Recursive Filesystem Traversal#

Note

Source: Adapted from recursion-book-python-filesystems by George K. Thiruvathukal.

File systems are trees: each directory may contain files and other directories. Recursive algorithms map naturally onto this structure. This section presents a reusable event-driven walker that separates traversal logic from what you do at each node.

The Observer Pattern#

The walker fires eventsenter_dir, visit_file, leave_dir, error — and passes them to a handler object you provide. This is the same idea as a SAX XML parser: the traversal engine and the application logic are completely separate. The base class defines the interface:

class FileSystemEventWalker:
    """Base handler for filesystem tree-walk events.

    Override any methods you need.  Return False from enter_dir to
    skip a subtree without raising an error.
    """
    def enter_dir(self, path: str, depth: int) -> Optional[bool]:
        pass

    def leave_dir(self, path: str, depth: int) -> None:
        pass

    def visit_file(self, path: str, depth: int) -> None:
        pass

    def error(self, path: str, depth: int, exc: Exception) -> None:
        pass

Every method defaults to doing nothing, so a handler only overrides the events it cares about. Returning False from enter_dir prunes that subtree — the walker skips it without raising an error.
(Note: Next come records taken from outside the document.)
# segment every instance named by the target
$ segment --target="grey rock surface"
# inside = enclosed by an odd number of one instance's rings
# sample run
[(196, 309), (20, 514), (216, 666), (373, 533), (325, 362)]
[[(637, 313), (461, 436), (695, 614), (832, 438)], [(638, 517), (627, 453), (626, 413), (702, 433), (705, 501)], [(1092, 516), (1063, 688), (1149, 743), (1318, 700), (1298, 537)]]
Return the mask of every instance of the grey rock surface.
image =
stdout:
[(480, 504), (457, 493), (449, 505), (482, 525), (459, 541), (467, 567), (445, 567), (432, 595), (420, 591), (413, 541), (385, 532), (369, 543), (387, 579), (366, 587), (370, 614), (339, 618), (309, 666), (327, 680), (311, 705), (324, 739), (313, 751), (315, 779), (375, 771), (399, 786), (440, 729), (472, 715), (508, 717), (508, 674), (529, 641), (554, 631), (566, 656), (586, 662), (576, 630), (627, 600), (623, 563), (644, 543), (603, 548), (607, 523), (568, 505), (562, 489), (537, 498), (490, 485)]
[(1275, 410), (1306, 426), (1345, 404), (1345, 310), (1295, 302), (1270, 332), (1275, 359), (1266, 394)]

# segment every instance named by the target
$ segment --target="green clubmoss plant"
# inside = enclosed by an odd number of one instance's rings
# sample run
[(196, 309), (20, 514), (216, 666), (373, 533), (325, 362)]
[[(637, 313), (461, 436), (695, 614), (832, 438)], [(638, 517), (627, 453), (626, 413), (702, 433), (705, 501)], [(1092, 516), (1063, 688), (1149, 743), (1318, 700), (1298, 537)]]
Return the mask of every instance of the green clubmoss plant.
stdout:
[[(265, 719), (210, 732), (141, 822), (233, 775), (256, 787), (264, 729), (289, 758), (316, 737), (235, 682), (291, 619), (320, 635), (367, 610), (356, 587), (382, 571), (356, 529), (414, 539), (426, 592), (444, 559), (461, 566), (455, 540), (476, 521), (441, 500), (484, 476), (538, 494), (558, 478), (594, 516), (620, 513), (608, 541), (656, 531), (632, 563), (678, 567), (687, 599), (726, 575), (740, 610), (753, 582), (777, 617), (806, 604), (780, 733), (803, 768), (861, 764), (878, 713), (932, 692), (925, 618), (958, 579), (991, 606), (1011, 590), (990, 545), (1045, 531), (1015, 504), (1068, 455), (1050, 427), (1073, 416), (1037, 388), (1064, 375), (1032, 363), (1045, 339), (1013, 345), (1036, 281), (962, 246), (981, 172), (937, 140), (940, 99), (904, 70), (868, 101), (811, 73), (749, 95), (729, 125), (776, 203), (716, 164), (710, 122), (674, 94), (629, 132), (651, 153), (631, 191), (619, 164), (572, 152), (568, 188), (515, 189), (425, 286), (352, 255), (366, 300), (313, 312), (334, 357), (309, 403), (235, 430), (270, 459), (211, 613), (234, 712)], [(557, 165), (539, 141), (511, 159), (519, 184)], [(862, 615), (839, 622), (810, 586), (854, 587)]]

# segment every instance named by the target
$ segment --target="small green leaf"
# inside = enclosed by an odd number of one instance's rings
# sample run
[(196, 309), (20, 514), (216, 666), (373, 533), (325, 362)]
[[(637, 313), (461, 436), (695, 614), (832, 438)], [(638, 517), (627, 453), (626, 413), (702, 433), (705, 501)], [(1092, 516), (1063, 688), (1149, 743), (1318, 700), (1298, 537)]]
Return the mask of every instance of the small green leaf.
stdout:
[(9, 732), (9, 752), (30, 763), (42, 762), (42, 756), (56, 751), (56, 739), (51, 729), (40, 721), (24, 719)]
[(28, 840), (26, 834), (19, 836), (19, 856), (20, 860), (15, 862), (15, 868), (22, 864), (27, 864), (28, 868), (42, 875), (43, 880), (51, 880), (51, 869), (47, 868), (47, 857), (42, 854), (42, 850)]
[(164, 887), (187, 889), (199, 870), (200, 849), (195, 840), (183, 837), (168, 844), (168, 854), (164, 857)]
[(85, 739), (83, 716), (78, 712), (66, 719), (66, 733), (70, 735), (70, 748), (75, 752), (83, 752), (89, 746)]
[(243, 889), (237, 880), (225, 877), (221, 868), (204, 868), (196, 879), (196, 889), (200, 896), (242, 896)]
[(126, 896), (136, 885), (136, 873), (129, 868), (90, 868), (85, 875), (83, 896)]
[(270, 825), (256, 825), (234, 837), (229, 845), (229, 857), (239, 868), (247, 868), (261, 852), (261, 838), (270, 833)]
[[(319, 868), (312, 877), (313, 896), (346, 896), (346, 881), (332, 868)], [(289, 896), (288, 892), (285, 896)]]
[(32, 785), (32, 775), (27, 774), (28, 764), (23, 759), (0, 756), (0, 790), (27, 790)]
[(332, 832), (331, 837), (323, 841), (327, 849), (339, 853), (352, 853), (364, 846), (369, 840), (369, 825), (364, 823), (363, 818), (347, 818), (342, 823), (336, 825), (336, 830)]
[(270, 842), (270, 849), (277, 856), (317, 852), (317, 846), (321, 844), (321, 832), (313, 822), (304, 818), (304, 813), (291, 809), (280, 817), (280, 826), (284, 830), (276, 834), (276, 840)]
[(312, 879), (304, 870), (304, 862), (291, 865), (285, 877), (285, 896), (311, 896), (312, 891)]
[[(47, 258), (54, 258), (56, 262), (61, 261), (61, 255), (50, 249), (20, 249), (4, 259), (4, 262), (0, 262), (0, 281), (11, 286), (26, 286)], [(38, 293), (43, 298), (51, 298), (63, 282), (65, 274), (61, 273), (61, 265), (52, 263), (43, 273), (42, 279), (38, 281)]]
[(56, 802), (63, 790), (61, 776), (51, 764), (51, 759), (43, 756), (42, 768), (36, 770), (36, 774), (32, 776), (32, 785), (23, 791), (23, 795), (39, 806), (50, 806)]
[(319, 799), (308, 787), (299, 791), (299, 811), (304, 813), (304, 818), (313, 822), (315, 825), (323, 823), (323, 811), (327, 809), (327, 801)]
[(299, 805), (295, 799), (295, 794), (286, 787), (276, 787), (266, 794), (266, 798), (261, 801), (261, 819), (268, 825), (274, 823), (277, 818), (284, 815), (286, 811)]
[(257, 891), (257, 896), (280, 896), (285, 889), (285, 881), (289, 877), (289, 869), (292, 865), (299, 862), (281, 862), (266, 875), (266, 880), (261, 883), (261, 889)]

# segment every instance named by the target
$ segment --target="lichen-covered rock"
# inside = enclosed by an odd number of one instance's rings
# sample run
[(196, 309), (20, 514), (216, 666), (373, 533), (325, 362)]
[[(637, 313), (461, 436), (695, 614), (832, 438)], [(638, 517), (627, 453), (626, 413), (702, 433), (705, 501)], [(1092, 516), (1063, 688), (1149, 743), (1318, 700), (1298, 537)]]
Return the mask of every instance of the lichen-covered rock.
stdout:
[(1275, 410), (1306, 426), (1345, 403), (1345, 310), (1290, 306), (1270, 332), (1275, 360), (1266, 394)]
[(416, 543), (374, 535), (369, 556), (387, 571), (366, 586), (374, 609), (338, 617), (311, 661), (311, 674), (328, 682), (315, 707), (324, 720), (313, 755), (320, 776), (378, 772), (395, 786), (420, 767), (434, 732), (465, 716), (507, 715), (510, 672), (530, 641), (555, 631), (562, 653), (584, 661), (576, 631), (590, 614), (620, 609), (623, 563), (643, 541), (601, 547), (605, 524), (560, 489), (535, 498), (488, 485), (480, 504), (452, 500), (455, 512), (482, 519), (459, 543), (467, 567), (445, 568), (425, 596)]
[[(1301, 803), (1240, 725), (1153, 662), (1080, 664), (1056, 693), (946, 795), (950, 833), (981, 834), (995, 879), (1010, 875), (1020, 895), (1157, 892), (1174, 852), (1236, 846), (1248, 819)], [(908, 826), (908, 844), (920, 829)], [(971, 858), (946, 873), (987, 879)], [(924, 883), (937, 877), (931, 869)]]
DFS: Depth-First Traversal#

The recursive walker visits a directory fully before moving to the next sibling:

def walk_dfs(path: str, handler: FileSystemEventWalker, depth: int = 0) -> None:
    """Depth-first recursive traversal rooted at path."""
    try:
        if not os.path.isdir(path):
            handler.visit_file(path, depth)
            return
        if handler.enter_dir(path, depth) is False:
            return
        for name in sorted(os.listdir(path)):
            child = os.path.join(path, name)
            if os.path.isdir(child) and not os.path.islink(child):
                walk_dfs(child, handler, depth + 1)
            else:
                try:
                    handler.visit_file(child, depth + 1)
                except Exception as exc:
                    handler.error(child, depth + 1, exc)
        handler.leave_dir(path, depth)
    except Exception as exc:
        handler.error(path, depth, exc)

walk_dfs fires enter_dir when it arrives at a directory, then recurses into each subdirectory (skipping symlinks to prevent cycles), fires visit_file for each file, and fires leave_dir before returning. All filesystem exceptions are caught and routed to handler.error so a single unreadable directory does not abort the entire walk.

A Concrete Handler#

This handler prints every entry indented by its depth in the tree:

class PrintHandler(FileSystemEventWalker):
    """Prints every entry indented by its depth in the tree."""
    def enter_dir(self, path: str, depth: int) -> None:
        print("  " * depth + f"[{os.path.basename(path)}/]")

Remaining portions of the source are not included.